# Chemistry - Does an irreversible reaction have an equilbrium between reactants and products?

## Solution 1:

The reaction you are interested in is the precipitation of barium sulfate, a relatively insoluble salt.

The reverse of this reaction is the dissolution of barium sulfate crystals. The dissolution kinetics of barium sulfate have been studied in a variety of systems over the decades. Here are a few links:

• Kornicker et al. 1991 reported that barium sulfate dissolution into water reached equilibrium in less than 30 minutes at 25 °C and took about 5 minutes at 60 °C. They also presented a rate law for $$\ce{BaSO4}$$ dissolution of $$r=k A (C_{eq} - C)^2$$, where $$A$$ is the specific area of the barium sulfate crystals, $$C_{eq}$$ is the equilibrium concentration of barium sulfate, and $$C$$ the instantaneous concentration of dissolved barium sulfate. This rate law had been used historically (see refs.) but these authors advocate instead for a first-order rate law.

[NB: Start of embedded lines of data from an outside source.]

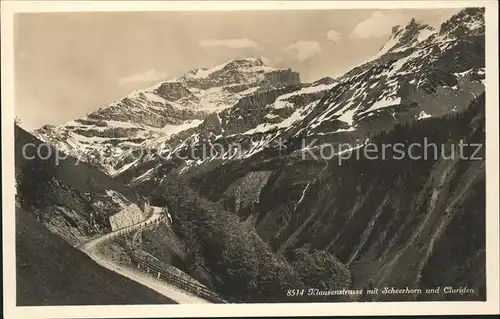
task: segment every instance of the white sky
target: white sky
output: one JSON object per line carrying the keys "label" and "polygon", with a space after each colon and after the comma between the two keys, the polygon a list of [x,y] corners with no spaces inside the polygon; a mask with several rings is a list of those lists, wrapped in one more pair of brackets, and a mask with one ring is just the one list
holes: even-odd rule
{"label": "white sky", "polygon": [[302,81],[335,76],[378,52],[412,17],[439,27],[457,9],[20,14],[16,115],[35,129],[79,118],[134,89],[260,56]]}

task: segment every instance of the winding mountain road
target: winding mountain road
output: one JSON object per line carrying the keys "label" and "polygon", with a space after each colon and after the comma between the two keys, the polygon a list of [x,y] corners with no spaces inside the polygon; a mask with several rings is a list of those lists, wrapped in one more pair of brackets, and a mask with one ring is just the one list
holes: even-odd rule
{"label": "winding mountain road", "polygon": [[107,240],[110,240],[118,235],[122,235],[125,233],[131,233],[133,231],[140,230],[142,227],[149,225],[154,222],[158,222],[160,219],[165,218],[162,215],[162,207],[151,207],[152,213],[151,215],[143,220],[140,223],[137,223],[132,226],[124,227],[121,229],[117,229],[113,232],[104,234],[102,236],[98,236],[96,238],[90,239],[76,248],[86,253],[90,258],[92,258],[97,264],[105,267],[109,270],[112,270],[124,277],[127,277],[131,280],[134,280],[150,289],[164,295],[171,300],[180,303],[180,304],[189,304],[189,303],[209,303],[207,300],[201,299],[199,297],[193,296],[173,285],[170,285],[164,281],[158,280],[150,275],[144,274],[141,271],[138,271],[134,267],[127,267],[124,265],[119,265],[113,262],[109,257],[103,255],[99,246],[102,245]]}

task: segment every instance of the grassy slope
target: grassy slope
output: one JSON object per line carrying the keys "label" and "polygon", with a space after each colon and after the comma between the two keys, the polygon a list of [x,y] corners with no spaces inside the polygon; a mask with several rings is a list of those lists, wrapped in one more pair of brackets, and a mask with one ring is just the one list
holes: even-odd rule
{"label": "grassy slope", "polygon": [[21,210],[16,264],[18,306],[175,303],[97,265]]}

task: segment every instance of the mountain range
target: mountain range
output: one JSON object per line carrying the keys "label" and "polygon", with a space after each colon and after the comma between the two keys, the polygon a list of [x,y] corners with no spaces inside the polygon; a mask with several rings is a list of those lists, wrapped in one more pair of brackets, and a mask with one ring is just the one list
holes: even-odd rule
{"label": "mountain range", "polygon": [[[337,158],[342,145],[368,142],[484,143],[484,33],[482,8],[438,29],[412,19],[365,63],[312,83],[264,59],[237,58],[33,135],[99,170],[101,195],[112,189],[127,203],[162,206],[158,190],[185,180],[277,255],[311,245],[338,257],[355,287],[475,289],[366,300],[483,300],[484,161]],[[116,197],[106,194],[105,202]],[[109,227],[101,215],[86,236]]]}

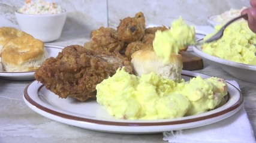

• Dove and Czank 1995 also disagreed with second-order rate law of Kornicker et al. and proposed a first-order reaction for $$\ce{BaSO4}$$, i.e. $$r = k A (C_{eq} - C)$$.

I couldn't find any references for barite solubility in sodium chloride solution, but I think it is safe to say that the solubility is finite. Probably the kinetics of dissolution would not be more than an order of magnitude different than in pure water.

Since this dissolution is the reverse of the precipitation reaction you are interested in, and since the literature is clear that dissolution happens at non-zero rates, then both "reverse" reaction and forward reaction must be happening in your system. That sounds like the definition of a dynamic equilibrium to me.

Note the appearance of $$A$$ in the equations. The surface area of barium sulfate solid involved in the equilibrium determines the kinetics. Usually we assume that the affect of $$A$$ is the same for dissolution and precipitation kinetics, so that the effects cancel out. This is why we say that the activity of a solid phase is 1 and does not vary. However, the effects of $$A$$ do not always cancel out. The solubility of nanoparticles of $$\ce{BaSO4}$$ is probably higher than the solubility of bulk $$\ce{SO4}$$ for this reason.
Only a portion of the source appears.